# Yankees Hall of Fame catcher Yogi Berra dies at 90



## Ken N Tx (Sep 23, 2015)

NEW YORK (AP) — Yogi Berra, the Hall of Fame catcher renowned as much  for his dizzying malapropisms as his record 10 World Series  championships with the New York Yankees, has died. He was 90.

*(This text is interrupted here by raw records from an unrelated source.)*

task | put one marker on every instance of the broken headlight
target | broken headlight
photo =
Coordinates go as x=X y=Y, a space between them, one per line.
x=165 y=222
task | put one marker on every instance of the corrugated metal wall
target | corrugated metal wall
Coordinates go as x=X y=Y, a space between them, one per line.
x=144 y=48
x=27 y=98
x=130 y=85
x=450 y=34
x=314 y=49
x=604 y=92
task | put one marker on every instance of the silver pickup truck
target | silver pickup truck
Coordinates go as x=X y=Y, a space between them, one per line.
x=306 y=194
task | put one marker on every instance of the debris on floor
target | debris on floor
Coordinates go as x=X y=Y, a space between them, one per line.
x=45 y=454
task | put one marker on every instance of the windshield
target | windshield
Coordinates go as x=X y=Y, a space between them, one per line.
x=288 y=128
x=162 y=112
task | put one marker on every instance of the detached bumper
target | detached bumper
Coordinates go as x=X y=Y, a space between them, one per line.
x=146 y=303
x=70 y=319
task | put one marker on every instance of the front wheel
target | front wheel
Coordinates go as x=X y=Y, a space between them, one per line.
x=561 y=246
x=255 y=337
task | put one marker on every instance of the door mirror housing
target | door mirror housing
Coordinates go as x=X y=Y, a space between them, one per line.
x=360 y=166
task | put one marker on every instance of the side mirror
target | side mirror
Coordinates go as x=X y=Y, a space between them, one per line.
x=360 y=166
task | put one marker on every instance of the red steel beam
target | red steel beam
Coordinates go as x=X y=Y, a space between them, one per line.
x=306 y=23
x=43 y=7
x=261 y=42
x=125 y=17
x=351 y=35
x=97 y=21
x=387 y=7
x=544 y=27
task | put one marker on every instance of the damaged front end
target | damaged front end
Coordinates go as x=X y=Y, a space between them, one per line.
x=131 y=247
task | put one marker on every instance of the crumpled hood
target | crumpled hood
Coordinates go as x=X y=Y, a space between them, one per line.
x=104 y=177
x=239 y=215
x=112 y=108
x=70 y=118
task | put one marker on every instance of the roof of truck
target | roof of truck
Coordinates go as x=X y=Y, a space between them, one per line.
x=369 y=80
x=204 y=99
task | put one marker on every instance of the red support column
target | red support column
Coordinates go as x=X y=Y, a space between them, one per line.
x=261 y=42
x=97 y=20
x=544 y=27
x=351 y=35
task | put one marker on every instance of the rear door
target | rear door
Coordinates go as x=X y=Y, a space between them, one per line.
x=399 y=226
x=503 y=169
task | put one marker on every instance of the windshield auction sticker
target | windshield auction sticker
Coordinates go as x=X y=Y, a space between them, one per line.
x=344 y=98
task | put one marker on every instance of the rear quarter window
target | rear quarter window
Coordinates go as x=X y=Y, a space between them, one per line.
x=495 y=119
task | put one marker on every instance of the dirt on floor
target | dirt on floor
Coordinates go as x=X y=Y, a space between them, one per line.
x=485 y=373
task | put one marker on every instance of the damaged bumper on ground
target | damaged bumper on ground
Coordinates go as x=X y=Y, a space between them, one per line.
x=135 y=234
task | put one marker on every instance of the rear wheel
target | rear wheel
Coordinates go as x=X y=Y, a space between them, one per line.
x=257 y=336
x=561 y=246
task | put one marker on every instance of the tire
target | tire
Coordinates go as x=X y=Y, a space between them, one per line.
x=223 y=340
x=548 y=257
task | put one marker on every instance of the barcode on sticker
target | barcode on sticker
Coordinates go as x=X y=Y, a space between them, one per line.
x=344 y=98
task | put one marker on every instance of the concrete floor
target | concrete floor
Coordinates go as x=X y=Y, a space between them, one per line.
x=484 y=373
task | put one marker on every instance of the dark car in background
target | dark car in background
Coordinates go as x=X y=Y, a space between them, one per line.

Berra died of natural causes Tuesday at his home in New Jersey, according to Dave Kaplan, the director of the Yogi Berra Museum.


----------



## Ralphy1 (Sep 23, 2015)

Great player and great person.  As he said, "It ain't over until it is over."  Now, unfortunately, it is over..


----------



## SifuPhil (Sep 23, 2015)

Awww ... I liked Yogi. 

:awman:


----------



## oldman (Sep 23, 2015)

Yogi was probably one of the greatest catchers of all times. I would also put Johnny Bench in this category. Yogi was also one of the best clutch hitters in his day. But, as Tony Kubek used to call it, his Yogi-isms were his trademark. There is a mess of them on the internet, but the one I remember most is, "Baseball is 90% mental and the other half is physical." I never knew which man was the zaniest, Casey Stengel or Yogi Berra. Casey Stengel once said, "All right, everybody line alphabetically according to your height."

RIP, Yogi.


----------



## Pappy (Sep 23, 2015)

RIP Yogi. When you come to a fork in the road, take it.


----------



## AZ Jim (Sep 23, 2015)

Yogi was probably the most colorful baseballer of all time.  He had a theory about everything.  RIP Yogi.


----------



## chic (Sep 23, 2015)

"It's deja vu all over again". RIP Yogi.


----------



## SeaBreeze (Sep 23, 2015)

Rest in peace Yogi.


----------



## AZ Jim (Sep 23, 2015)

chic said:


> "It's deja vu all over again". RIP Yogi.



That was one of his classics.


----------



## WhatInThe (Sep 24, 2015)

RIP, an icon.

Between Berra and Garagiola baseball became a different sport to watch/listen.


----------